NSX-T Edge Load Balancer crashes multiple ngnix core dumps on Edge hitting a Race Condition

Products

VMware NSX

Issue/Introduction

NSX-T Data Center version 3.2.2 or 3.2.4
NSX-T Load Balancer configured with source IP persistence profile
UI reports high CPU usage on the Edge
nginx core dumps generated followed by High or 100% CPU on the nginx worker process
Clients cannot connect to the LB backend server
Recently updated the source IP persistence

Relevant log location
Log Indicating that a nginx coredump is generated

/var/log/syslog
2022-08-13T11:04:24.986Z edge-########.local NSX 22492 - [nsx@6876 comp="nsx-edge" subcomp="node-mgmt" username="root" level="WARNING"] Core file generated: /var/log/core/core.nginx.1660388664.16937.134.11.gz

Log indicating the load-balancer CPU usage is very high just after the generation of the coredump

/var/log/syslog
2022-08-13T11:09:12.986Z edge##.####.local NSX 2781 - [nsx@6876 comp="nsx-edge" s2comp="nsx-monitoring" entId="#############################################" tid="3145" level="WARNING" eventState="On" eventFeatureName="load_balancer" eventSev="warning" eventType="lb_cpu_very_high"] The CPU usage of load balancer #############################################is very high. The threshold is 95%.


edge> get processes
top - #####x up xx days, 17:09, 0 users, load average: 2.86, 2.16, 1.73
Tasks: 268 total, 4 running, 166 sleeping, 0 stopped, 14 zombie
%Cpu(s): 2.6 us, 2.6 sy, 0.0 ni, 94.6 id, 0.1 wa, 0.0 hi, 0.1 si, 0.0 st
KiB Mem : 32734844 total, 6939616 free, 18403544 used, 7391684 buff/cache
KiB Swap: 0 total, 0 free, 0 used. 13488368 avail Mem

/opt/vmware/nsx-netopa/bin/agent.py
14111 lb 20 0 598552 84140 3672 R 100.0 0.3 3:56.79 14111 nginx: worker process
15422 lb 20 0 624816 83956 3404 R 100.0 0.3 0:45.09 15422 nginx: worker process

From the core file name, you can tell the crashed process is the L4 CP process (child process) using /var/log/vmware/top-mem.log.

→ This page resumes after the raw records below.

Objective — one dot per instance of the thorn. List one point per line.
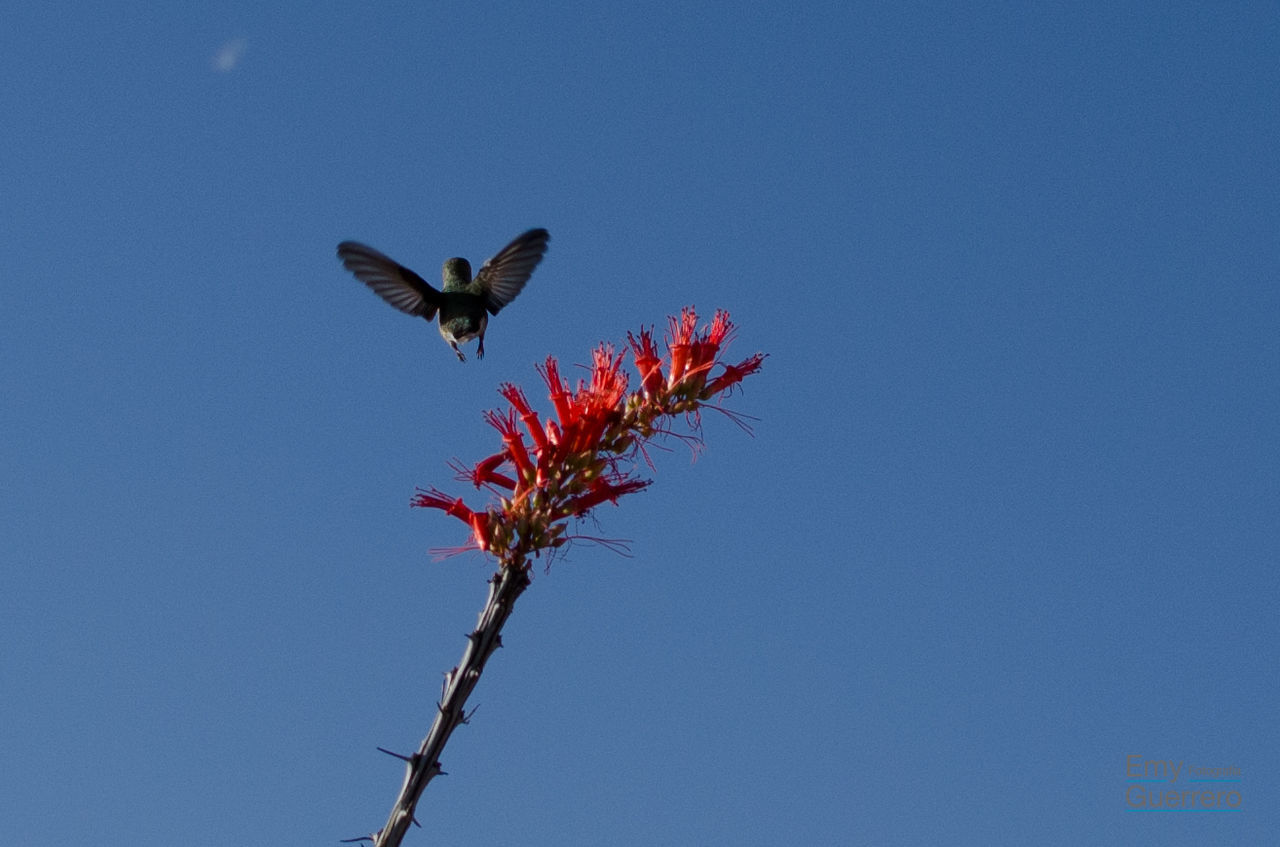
(394, 754)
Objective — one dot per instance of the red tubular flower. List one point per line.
(558, 388)
(648, 362)
(516, 397)
(516, 452)
(485, 472)
(586, 452)
(732, 375)
(599, 491)
(680, 343)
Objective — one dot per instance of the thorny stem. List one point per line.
(508, 584)
(583, 458)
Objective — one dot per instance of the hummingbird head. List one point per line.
(456, 271)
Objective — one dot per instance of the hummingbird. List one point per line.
(464, 302)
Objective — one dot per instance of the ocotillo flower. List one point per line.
(588, 453)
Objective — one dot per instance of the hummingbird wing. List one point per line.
(391, 280)
(503, 277)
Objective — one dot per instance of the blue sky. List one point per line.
(1009, 513)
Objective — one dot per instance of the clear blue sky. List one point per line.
(1009, 513)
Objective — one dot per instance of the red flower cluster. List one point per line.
(588, 453)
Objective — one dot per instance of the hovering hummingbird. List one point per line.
(464, 301)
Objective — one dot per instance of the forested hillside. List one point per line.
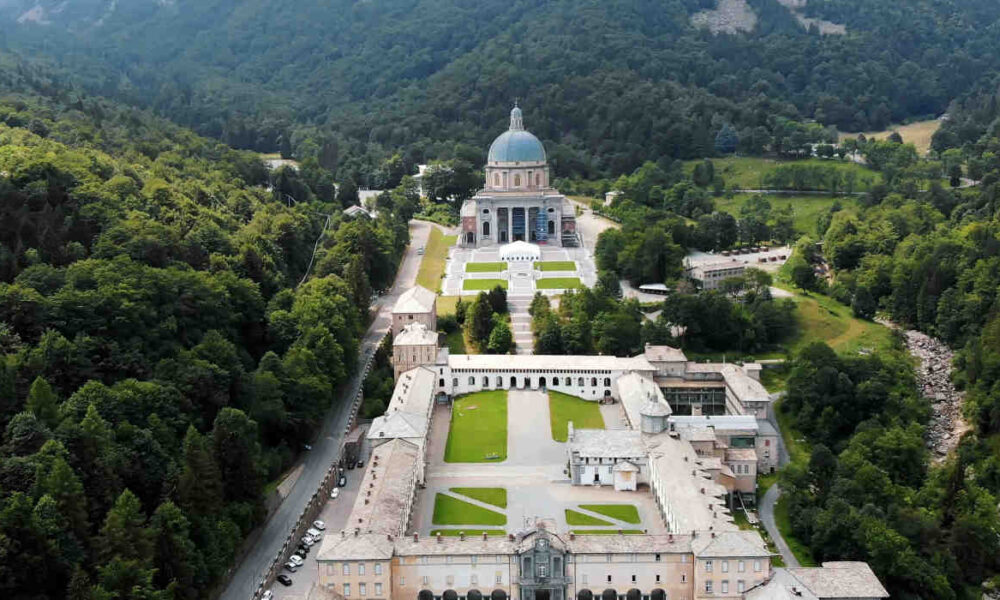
(608, 85)
(159, 361)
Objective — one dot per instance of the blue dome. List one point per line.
(516, 146)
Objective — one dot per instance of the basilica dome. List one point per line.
(516, 145)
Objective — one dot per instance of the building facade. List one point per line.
(517, 202)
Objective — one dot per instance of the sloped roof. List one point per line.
(417, 299)
(730, 544)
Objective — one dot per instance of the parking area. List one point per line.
(334, 515)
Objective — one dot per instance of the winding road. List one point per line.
(767, 518)
(271, 535)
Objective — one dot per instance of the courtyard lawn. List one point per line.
(467, 532)
(452, 511)
(555, 265)
(608, 531)
(578, 518)
(446, 305)
(483, 284)
(621, 512)
(559, 283)
(485, 267)
(494, 496)
(564, 408)
(478, 430)
(432, 263)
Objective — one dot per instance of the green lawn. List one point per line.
(483, 284)
(578, 518)
(446, 305)
(467, 532)
(564, 408)
(494, 496)
(485, 267)
(744, 172)
(456, 342)
(558, 283)
(432, 263)
(621, 512)
(608, 531)
(452, 511)
(555, 265)
(806, 209)
(478, 430)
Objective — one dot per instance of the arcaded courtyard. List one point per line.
(516, 484)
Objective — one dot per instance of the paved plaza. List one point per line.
(534, 474)
(521, 276)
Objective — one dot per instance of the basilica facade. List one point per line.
(517, 202)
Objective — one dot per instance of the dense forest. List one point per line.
(165, 349)
(607, 85)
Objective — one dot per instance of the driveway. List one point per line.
(767, 518)
(271, 535)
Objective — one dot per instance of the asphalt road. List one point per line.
(767, 518)
(325, 450)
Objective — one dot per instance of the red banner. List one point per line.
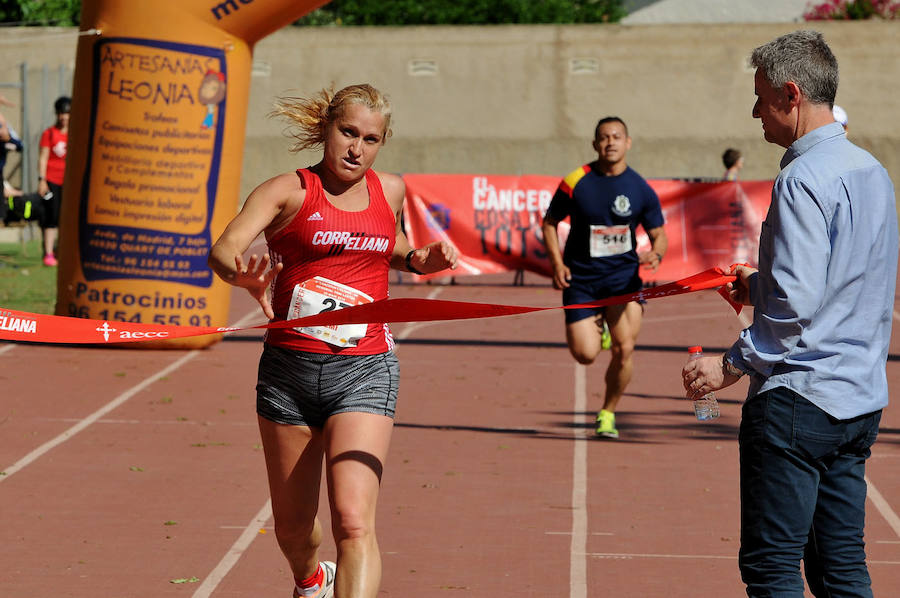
(23, 326)
(495, 221)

top - xxxx up xx days,  8:11,  0 users,  load average: 2.68, 1.29, 0.87
Tasks: 342 total,   4 running, 338 sleeping,   0 stopped,   0 zombie
%Cpu(s): 20.6 us,  3.8 sy,  0.0 ni, 75.6 id,  0.0 wa,  0.0 hi,  0.0 si,  0.0 st
KiB Mem : 65360864 total,  7890508 free, 37557284 used, 19913072 buff/cache
KiB Swap:        0 total,        0 free,        0 used. 16626536 avail Mem
    PID USER      PR  NI    VIRT    RES    SHR S  %CPU  %MEM     TIME+    TGID COMMAND
3443132 lb        20   0 8768776 111728  91212 R 100.0   0.2   0:50.86 3443132 nginx: L4LB process
3443133 lb        20   0 8768776 112264  91748 R 100.0   0.2   0:50.65 3443133 nginx: L4LB CP process
3444375 root      20   0    3264   1716   1168 R 100.0   0.0   0:50.90 3444375 /bin/gzip
   9470 root      20   0  129.5g 297900 107316 S  58.8   0.5  33352:46    9470 /opt/vmware/nsx-edge/sbin/datapathd --no-chdir --unixctl=/var/run/vmware/edge/dpd.ctl --pidfile=/va+
3444825 root      20   0    9700   3800   3092 R  11.8   0.0   0:00.04 3444825 top -n 1 -b -c -o %CPU -w180
   1571 nsx-sha   20   0 4733460  88660  22360 S   5.9   0.1   1634:08    1571 /opt/vmware/nsx-netopa/libexec/python-3/bin/python3 /opt/vmware/nsx-netopa/bin/agent.py
   8535 root      20   0  126996  18352  16348 S   5.9   0.0 755:09.40    8535 /opt/vmware/nsx-edge/bin/nsd
3443134 lb        20   0 8768776   3.5g   3.5g S   5.9   5.7   0:03.98 3443134 nginx: L4LB CP process  
      1 root      20   0  171560  13368   8488 S   0.0   0.0  17:20.62       1 /sbin/init splash
      2 root      20   0       0      0      0 S   0.0   0.0   0:03.61       2 [kthreadd]
      3 root       0 -20       0      0      0 I   0.0   0.0   0:00.00       3 [rcu_gp]
      4 root       0 -20       0      0      0 I   0.0   0.0   0:00.00       4 [rcu_par_gp]
      5 root       0 -20       0      0      0 I   0.0   0.0   0:00.00       5 [slub_flushwq]

Environment

VMware NSX

Cause

When the persistence profile is removed from the VIP, the rbtree and hash list of persistence in this VIP would be released. But the existing L4 connection of this VIP still gets the persistence entry, which is inserted in the hash list.
In the fix of the bug , we would traverse all the L4 connections of the VIP to unref the used persistence entry when the persistence profile is removed from the VIP, after that, the entries would be deleted from the hash list. So the hash list would not be accessed again after it is released.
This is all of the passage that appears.